The Limited Liability Partnership as a form of business organisation is a new entry into the Indian corporate world. The concept was popular in the US and Europe for the past 25 years. India passed the Limited Liability Partnership Act in 2008 providing the legal frame work for the formation of LLP. The Act came into force on April 1, 2009.
The law provided an alternative to the traditional partnership with unlimited personal liability on the one hand and statute-based governance structure of the limited liability company on the other, to enable professional expertise on entrepreneurship initiative to combine, organise and operate in a flexible, innovative and efficient manner. The liability of the partners in the LLP is limited to their capital contribution. He will not be liable for debts and obligations of the LLP except when fraud and negligence can be proved as in the case of the private limited company. The LLP is separate from the partners; it has perpetual succession and the partner is like a shareholder in a company.

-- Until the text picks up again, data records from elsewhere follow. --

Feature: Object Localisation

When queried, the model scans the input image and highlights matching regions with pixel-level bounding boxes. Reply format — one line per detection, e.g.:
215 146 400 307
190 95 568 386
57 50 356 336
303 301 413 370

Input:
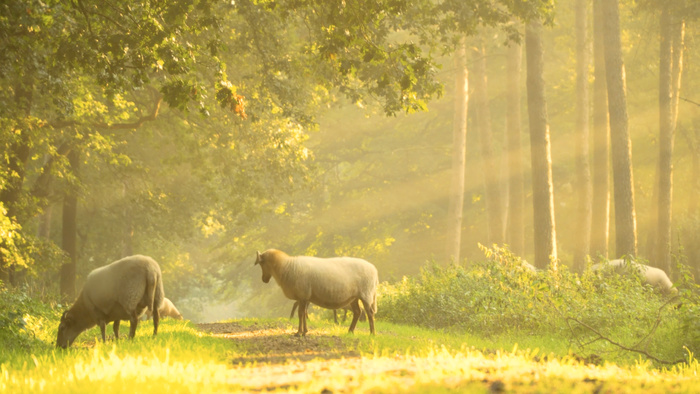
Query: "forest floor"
197 320 700 393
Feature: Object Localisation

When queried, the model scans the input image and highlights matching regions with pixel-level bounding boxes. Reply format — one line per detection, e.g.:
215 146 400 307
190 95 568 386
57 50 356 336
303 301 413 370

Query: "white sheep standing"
591 259 678 294
56 255 165 349
141 297 182 320
254 249 379 336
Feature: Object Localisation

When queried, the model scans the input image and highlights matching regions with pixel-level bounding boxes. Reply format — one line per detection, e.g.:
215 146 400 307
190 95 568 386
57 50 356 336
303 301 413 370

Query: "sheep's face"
253 252 272 283
56 311 81 349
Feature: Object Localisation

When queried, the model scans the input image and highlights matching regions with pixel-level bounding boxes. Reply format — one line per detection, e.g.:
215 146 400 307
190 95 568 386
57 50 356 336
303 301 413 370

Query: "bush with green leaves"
0 282 59 362
379 246 700 364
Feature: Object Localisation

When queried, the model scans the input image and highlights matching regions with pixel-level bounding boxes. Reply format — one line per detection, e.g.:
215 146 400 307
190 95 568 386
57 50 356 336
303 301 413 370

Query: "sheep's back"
83 255 163 319
287 256 378 308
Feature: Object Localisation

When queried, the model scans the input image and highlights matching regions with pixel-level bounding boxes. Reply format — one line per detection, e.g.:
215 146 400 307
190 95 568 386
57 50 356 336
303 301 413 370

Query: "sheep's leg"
294 301 306 337
129 313 139 339
362 300 374 335
304 302 311 335
153 308 160 336
348 300 360 334
99 320 107 342
112 319 120 341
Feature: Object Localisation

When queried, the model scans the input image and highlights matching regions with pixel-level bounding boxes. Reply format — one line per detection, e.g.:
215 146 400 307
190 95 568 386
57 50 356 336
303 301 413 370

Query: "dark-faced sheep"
56 255 165 349
144 297 182 320
591 259 678 294
255 249 379 336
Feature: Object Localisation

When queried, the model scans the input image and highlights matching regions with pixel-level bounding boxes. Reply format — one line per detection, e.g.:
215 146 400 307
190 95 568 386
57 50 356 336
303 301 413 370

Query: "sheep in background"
254 249 379 336
591 259 678 294
56 255 165 349
143 297 182 320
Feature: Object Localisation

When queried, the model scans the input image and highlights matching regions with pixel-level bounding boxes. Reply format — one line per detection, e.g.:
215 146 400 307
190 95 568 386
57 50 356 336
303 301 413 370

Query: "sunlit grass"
0 315 700 393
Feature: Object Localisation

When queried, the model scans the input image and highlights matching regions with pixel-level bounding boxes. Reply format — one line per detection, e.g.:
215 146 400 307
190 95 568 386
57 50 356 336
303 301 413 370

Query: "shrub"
379 246 700 364
0 282 59 361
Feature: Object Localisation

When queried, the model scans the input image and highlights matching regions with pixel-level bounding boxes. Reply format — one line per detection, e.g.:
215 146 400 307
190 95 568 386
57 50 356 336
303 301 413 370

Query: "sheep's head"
253 252 272 283
56 311 82 349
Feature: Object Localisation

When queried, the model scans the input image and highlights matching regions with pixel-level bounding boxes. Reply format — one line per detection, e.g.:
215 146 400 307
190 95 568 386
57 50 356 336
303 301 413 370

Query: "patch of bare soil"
198 322 360 365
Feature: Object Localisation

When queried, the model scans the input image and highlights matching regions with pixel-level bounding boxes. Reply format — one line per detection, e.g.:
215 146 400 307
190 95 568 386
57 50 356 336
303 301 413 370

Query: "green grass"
0 315 700 393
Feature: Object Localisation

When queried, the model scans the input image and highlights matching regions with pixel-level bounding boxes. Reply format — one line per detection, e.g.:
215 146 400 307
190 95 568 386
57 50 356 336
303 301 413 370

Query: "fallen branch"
566 317 686 364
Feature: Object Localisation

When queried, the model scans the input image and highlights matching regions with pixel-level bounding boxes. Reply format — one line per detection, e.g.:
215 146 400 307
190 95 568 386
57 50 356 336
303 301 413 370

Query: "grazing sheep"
254 249 379 336
144 297 182 320
591 259 678 294
520 259 539 274
56 255 164 349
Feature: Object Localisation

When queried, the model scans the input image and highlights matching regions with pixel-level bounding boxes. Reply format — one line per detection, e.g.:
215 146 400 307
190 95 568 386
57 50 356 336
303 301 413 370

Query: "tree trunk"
122 182 134 257
590 0 610 259
525 21 557 269
472 42 503 244
447 40 469 262
654 6 673 272
0 75 34 286
603 0 637 257
60 149 80 302
655 12 685 273
506 39 525 256
574 0 593 272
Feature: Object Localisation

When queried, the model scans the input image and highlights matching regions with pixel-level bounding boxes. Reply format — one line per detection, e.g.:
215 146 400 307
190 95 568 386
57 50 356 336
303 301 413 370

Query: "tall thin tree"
590 0 610 258
506 39 525 256
656 8 684 272
60 148 80 301
603 0 637 256
447 39 469 262
525 21 557 268
470 39 504 244
574 0 593 272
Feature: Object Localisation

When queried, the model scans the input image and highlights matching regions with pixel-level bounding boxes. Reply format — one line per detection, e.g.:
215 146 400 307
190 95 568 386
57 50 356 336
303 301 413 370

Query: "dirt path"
197 322 360 364
197 322 442 394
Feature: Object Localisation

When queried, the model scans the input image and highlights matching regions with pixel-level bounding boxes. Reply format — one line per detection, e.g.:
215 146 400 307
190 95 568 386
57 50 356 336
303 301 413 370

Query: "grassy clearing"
0 316 700 393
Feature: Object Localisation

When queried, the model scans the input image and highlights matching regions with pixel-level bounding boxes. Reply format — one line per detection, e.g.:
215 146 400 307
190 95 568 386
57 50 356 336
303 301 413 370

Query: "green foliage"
379 246 700 360
0 282 60 356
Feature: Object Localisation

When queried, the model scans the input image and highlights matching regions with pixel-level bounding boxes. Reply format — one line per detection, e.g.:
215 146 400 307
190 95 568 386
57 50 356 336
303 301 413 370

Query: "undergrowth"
379 246 700 363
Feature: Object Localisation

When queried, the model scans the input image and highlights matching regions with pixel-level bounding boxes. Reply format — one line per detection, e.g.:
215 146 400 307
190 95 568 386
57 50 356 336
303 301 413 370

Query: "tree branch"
46 96 163 130
566 298 686 364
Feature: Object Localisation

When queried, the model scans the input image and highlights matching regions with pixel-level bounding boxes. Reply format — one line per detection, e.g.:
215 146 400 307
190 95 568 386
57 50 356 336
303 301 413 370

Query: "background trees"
0 1 700 320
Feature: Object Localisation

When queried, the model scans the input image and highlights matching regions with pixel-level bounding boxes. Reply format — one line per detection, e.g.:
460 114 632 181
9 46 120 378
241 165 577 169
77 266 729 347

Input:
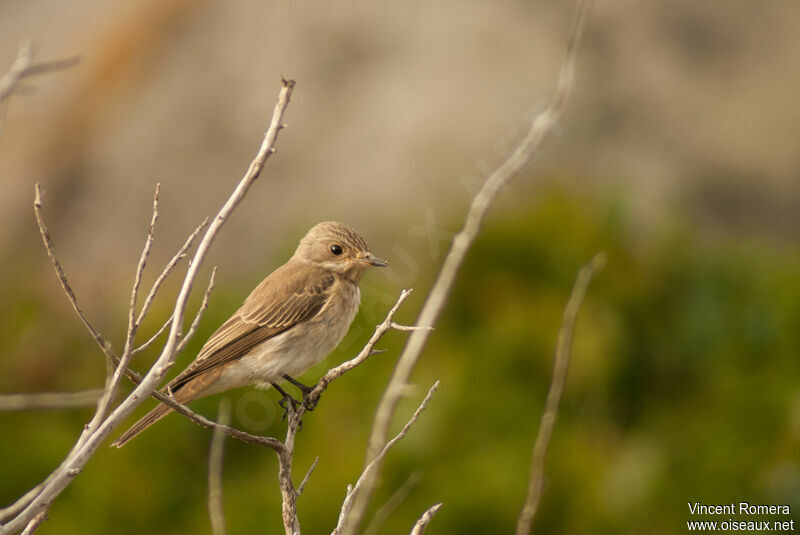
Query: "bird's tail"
111 404 172 448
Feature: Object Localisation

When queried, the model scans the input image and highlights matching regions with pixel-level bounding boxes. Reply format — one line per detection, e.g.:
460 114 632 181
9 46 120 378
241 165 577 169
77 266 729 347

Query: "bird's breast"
234 280 361 383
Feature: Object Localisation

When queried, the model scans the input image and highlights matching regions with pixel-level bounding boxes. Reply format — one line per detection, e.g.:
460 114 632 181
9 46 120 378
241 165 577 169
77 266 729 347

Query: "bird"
111 221 389 448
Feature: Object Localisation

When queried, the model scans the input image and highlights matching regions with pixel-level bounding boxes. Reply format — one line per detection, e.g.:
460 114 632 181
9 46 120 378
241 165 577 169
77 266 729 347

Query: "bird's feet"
272 383 303 427
283 373 319 411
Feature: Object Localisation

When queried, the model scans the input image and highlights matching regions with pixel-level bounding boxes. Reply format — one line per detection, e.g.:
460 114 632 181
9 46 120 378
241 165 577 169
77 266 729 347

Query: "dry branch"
0 41 79 103
0 80 294 534
411 503 442 535
343 0 589 535
517 253 606 535
208 398 231 535
331 381 439 535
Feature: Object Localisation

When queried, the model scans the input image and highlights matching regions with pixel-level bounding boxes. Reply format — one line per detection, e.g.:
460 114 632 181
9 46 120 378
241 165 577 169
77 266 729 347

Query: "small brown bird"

LLP is a hybrid between a company and a partnership.
A lot of research and debate had gone into the introduction of the concept of LLP in India. The Abid Hussian Committee of 1997, the Naresh Chandra Committee of 2003 and the Irani Committee later on in 2007 had all unanimously recommended the introduction of the LLP in India. LLP enjoys a pass-through status for purposes of taxation in the UK. There is no ceiling on the number of partners in the LLP.
Tax implications
The tax implications of the LLP were looked into by Finance Act, 2009. It will be taxed like the ordinary partnership firm. The share of the partners in the LLP will be tax-free. There is no joint and several liabilities for the individual partner. The partner in an LLP will not be affected by misconduct of other partners. The law also ensures that conversion of a general partnership firm to LLP will be tax-neutral even after conversion. Of course, the law was silent on payment of Stamp duty.
A problem confronting the Corporate India related to the levy of the Minimum Alternate Tax. At a time when companies were looking forward to find a way out from MAT, the LLP came as a boon. The law provided that MAT will not be applicable to LLPs. Since the LLP is not treated as a company, there can be no question of applying MAT to a firm. Nor is it possible to levy Dividend Distribution Tax and corporate surcharge on LLP. LLP being treated as a firm for taxation had the following tax advantages over a company under the Income-Tax act: (1) it is not subject to Minimum Alternate Tax; (2) it is not subject to Dividend Distribution Tax; and (3) it is not subject to surcharge
LLP came as a dream come true for the Indian companies.
New provisions
The dream has been shattered by Finance Bill 2011. A new Chapter XII-BA is now introduced in the Income-Tax Act containing special provisions relating to the LLPs. It is now laid down that where the regular income tax payable for the previous year by the LLP is less than the Alternate Minimum Tax payable for such previous years, the adjusted total income shall be deemed to be the total income of such LLP and it shall be liable to pay income tax on such total income at the rate of 18.5 per cent. The adjusted total income is defined as the total income before giving relief for Chapter VI-A deductions.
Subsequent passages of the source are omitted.